Après une analyse interne de ses petits groupes d’assurance collective, Financière Sun Life a brossé un portrait sombre en termes de troubles mentaux, de perte de productivité et de réclamations d’invalidité.

Président de Financière Sun Life au Québec, Robert Dumas a partagé avec le Journal de l’assurance les résultats d’une analyse interne menée en 2015 auprès de sa clientèle de PME de 50 employés et moins en assurance collective. Le constat n’est pas rose : plus d’une réclamation sur trois approuvée en invalidité à long terme origine d’un problème de santé mentale.

« Nous avons voulu comprendre la dynamique des PME et du Canada en matière de prévention en santé et mieux-être en milieu de travail. Ce n’est pas une étude publique, nous avons analysé nos données clients pour faire ressortir ce résultat et isoler les informations pour les PME au Québec. C’est une analyse qui est basée sur les résultats des 12 mois de 2015. »

L’analyse a révélé que dans 44 % des cas, l’absence de l’employé a duré plus de six mois. La période de six mois représente un moment charnière en invalidité, aux yeux de l’assureur. « C’est une durée que nous utilisons pour déterminer le sérieux de la maladie. À son terme, nous connaitrons en profondeur la cause du départ et nous nous préparerons à des interventions spécifiques. »

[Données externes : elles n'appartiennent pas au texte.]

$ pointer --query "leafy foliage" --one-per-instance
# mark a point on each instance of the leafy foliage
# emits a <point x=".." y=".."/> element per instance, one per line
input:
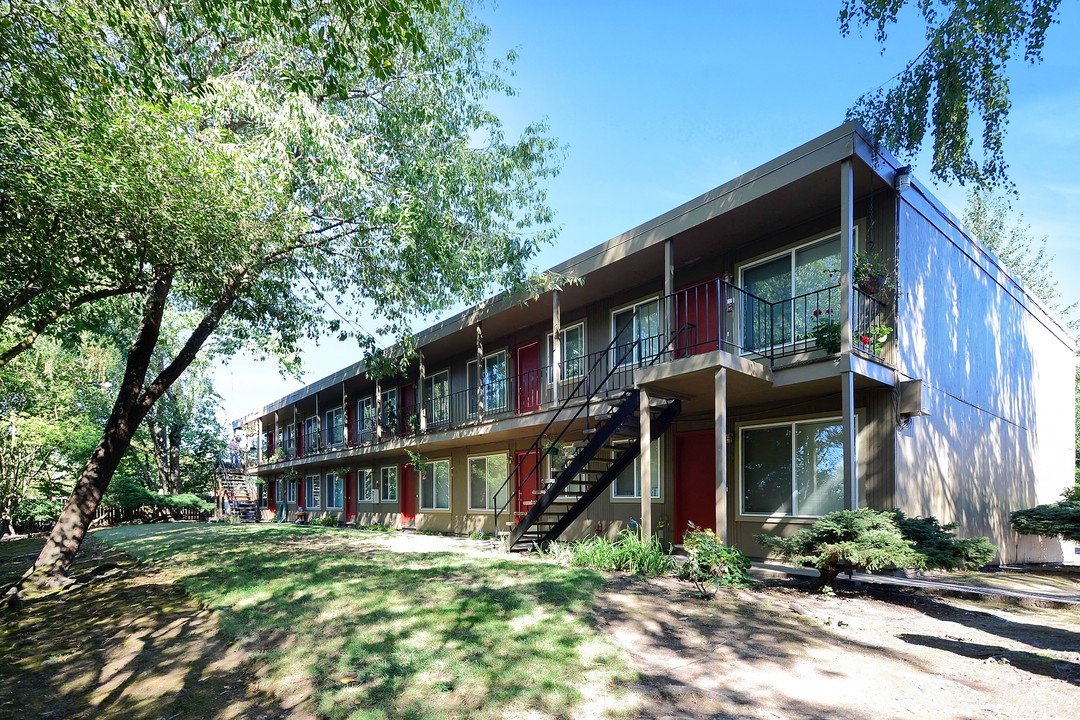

Le président de Sun Life Québec estime que les résultats de son analyse représentent l’ensemble de l’industrie. « J’ai vu une analyse d’un concurrent qui arrive à peu près aux mêmes résultats et aux mêmes conclusions que la nôtre. »

Sensibilisation accrue à faire en santé mentale

Ces résultats témoignent aussi d’une sensibilisation accrue envers les troubles mentaux. « Le signalement des troubles mentaux augmente en raison d’une plus grande sensibilisation. Ces troubles sont moins stigmatisés et les gestionnaires sont mieux préparés à les détecter en milieu de travail, ce qui entraine plus de réclamations en invalidité. Mais l’invalidité est de plus courte durée parce que le gestionnaire est en mesure d’aider l’employé plus rapidement, explique M. Dumas. Avant, plusieurs de ces situations auraient donné lieu à du présentéisme plutôt qu’à des réclamations. »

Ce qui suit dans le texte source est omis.